In my view, for human beings to be healthy in mind and body, they need to develop and continually enlarge their capacities for testing their perspectives. They can do this by acting in and on the world and then paying respectful attention to the world’s responses to (“evidence” of) their actions. And they can do it through respectful dialogue with others who have different perspectives. Sadly, though, today we are short on people committed to evidence and respectful dialogue across differences.

I will argue in this book that a key goal of schooling and human development is the creation of people who are committed testers, people who respect evidence, seek ways to falsify their own beliefs, and engage in civil critical discussions with others who not share their beliefs or values. I will offer ideas about how such people can cherish their core beliefs and values and nonetheless engage in meaningful critical discussion with others in a joint search for truth and peace.

All humans have a deep need to feel that what they do counts and matters to others and to society, hopefully in the service of peace and a better world for all. Education owes each child the skills necessary for effective action in the world.

At the same time, however, society must treat everyone as worthy of full and active participation. One of the greatest evils any society can inflict is to make people or whole classes of people feel they do not matter.

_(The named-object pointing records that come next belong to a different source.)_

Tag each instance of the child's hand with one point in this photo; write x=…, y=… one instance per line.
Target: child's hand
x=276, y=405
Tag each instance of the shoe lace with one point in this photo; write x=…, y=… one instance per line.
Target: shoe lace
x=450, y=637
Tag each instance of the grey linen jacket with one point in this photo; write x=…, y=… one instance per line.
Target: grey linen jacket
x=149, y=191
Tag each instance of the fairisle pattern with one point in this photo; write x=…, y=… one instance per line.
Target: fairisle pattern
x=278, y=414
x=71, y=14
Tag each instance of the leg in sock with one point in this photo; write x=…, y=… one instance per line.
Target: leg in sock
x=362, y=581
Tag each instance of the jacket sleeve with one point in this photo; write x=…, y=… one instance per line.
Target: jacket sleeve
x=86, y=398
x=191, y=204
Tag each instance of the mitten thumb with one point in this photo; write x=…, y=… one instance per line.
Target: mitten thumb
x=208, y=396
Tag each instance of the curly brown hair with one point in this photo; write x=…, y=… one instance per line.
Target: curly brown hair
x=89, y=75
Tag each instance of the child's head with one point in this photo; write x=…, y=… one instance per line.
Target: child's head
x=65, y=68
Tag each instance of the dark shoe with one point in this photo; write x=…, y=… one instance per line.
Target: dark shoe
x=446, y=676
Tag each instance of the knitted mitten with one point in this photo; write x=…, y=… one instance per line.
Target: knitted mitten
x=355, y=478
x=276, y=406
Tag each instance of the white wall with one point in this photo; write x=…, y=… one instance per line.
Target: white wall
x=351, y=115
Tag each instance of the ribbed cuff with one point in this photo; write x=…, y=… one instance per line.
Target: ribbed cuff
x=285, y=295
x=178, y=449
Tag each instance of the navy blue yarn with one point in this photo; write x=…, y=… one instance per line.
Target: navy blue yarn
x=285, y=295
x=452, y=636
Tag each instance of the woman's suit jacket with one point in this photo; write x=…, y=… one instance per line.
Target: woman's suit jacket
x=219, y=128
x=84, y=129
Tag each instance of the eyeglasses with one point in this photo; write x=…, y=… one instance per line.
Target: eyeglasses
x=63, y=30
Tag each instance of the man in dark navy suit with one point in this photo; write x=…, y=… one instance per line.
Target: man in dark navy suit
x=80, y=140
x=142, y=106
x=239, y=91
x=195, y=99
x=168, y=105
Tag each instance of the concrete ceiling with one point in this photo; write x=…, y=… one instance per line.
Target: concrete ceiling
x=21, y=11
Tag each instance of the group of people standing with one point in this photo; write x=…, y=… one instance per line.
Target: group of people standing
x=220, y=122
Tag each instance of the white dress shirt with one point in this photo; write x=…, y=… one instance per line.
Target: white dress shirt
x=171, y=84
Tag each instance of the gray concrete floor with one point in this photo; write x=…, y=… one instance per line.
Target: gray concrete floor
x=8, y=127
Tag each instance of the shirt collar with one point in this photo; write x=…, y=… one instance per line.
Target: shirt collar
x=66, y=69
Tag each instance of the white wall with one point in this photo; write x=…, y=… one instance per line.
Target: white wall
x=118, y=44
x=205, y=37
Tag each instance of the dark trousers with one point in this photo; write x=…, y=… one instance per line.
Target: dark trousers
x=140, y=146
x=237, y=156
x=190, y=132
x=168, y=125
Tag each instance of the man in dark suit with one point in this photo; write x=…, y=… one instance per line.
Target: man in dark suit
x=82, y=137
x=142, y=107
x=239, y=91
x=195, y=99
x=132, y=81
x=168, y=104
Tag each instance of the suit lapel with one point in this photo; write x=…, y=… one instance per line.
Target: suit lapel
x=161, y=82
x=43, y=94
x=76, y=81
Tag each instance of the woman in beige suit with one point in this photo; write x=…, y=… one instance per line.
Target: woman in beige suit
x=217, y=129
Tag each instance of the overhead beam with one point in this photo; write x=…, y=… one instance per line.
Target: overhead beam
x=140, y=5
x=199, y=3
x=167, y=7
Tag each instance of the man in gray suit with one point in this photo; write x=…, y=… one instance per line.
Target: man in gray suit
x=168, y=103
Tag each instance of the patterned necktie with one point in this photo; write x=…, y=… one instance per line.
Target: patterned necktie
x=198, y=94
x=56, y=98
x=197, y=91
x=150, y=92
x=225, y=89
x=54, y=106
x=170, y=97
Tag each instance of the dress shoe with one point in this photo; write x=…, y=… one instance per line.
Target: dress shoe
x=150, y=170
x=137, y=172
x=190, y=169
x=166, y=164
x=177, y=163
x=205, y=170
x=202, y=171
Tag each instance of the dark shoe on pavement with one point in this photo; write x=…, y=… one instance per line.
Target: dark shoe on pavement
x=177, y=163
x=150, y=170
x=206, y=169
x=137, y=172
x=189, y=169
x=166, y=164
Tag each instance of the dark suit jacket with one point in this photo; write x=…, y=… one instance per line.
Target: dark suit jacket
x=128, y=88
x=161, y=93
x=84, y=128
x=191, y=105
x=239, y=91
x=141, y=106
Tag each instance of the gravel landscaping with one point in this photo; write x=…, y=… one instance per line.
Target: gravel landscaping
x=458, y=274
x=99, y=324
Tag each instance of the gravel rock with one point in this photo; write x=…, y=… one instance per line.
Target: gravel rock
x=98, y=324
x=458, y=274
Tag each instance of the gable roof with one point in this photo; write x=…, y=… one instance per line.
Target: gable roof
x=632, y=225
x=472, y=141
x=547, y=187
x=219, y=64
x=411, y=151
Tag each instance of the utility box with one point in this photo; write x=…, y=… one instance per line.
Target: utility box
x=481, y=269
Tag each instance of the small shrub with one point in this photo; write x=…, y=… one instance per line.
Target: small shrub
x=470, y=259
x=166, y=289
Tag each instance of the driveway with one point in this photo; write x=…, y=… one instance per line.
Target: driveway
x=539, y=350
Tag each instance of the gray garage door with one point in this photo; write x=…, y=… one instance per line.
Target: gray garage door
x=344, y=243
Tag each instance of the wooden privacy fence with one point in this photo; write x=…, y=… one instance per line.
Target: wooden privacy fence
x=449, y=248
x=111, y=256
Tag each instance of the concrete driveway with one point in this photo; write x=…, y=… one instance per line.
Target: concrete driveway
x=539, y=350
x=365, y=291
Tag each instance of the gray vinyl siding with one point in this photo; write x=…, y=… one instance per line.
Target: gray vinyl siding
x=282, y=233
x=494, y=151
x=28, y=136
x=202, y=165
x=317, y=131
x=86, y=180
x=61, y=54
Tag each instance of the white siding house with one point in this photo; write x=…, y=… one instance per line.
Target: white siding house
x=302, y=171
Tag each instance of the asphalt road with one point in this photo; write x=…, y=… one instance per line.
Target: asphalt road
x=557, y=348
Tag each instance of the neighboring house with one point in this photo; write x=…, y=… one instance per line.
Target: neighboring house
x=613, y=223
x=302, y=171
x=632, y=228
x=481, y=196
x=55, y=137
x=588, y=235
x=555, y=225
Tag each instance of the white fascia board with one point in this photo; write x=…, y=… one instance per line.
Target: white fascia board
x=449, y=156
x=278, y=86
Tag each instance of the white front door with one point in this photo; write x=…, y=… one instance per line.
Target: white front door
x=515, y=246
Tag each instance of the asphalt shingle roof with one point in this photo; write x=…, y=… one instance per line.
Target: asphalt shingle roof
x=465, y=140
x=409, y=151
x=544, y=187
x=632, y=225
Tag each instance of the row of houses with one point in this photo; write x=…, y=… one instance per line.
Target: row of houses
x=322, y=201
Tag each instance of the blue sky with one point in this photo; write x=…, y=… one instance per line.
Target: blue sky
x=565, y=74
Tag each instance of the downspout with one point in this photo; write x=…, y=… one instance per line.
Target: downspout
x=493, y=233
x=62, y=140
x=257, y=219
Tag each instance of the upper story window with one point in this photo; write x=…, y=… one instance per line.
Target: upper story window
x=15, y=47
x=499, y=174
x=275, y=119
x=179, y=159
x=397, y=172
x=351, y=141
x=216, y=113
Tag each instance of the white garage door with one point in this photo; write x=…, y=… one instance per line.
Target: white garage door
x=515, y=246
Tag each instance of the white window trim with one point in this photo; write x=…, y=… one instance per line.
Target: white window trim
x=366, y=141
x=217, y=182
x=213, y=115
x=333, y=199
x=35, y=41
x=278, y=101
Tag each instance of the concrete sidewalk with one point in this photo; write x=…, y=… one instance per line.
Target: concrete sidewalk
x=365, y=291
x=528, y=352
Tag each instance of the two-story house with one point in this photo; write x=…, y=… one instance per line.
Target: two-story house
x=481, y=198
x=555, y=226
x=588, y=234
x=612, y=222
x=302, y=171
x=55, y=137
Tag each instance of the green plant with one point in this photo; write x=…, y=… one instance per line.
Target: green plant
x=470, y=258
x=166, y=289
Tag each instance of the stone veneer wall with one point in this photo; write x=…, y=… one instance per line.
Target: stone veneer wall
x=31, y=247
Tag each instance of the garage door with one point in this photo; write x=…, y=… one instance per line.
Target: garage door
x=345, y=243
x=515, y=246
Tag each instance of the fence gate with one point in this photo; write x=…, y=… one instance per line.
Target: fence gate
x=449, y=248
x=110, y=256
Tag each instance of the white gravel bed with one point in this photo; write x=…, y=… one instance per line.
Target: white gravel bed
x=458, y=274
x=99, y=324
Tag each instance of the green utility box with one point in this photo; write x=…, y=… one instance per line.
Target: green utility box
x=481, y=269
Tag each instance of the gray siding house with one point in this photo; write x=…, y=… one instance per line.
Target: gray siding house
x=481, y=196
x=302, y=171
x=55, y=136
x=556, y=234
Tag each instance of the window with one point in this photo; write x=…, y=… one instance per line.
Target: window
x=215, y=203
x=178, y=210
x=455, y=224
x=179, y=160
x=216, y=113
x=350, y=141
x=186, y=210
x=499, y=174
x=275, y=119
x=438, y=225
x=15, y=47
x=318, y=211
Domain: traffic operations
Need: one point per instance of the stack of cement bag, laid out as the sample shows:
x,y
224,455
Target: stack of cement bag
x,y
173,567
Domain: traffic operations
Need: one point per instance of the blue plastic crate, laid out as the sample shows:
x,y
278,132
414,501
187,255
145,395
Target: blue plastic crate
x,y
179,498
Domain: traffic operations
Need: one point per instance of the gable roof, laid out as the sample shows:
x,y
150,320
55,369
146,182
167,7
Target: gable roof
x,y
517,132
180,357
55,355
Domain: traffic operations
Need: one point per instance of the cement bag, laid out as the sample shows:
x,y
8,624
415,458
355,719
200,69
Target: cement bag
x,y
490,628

It leads to poor physical and mental health. It hampers learning and leads to poor development. Unfortunately, currently in the United States and in many other countries, there are very high levels of inequality. High inequality leads far too many people to feel left out. It leads, as well, to very poor health statistics, because when people feel that what they think and do really doesn’t matter, they can suffer negative health effects.

I should note that I will unashamedly use the word truth in this book. I will say that people need to be truth seekers and truth testers. What I mean by truth is not any form of final knowledge. I mean a journey (process) toward healthier, more moral, more humane, more effective, and more peaceful perspectives on the world. Such perspectives are based on respect for the world’s responses when we act in it or experiment on it. They are based, as well, on respect for others when we have critical dialogues with them about what we each believe we have learned from our differing experiences in the world. In almost all cases, we humans cannot attain perfection; but in almost all cases we can do better. Given the state of health, equality and peace in the world today, the bar isn’t very high.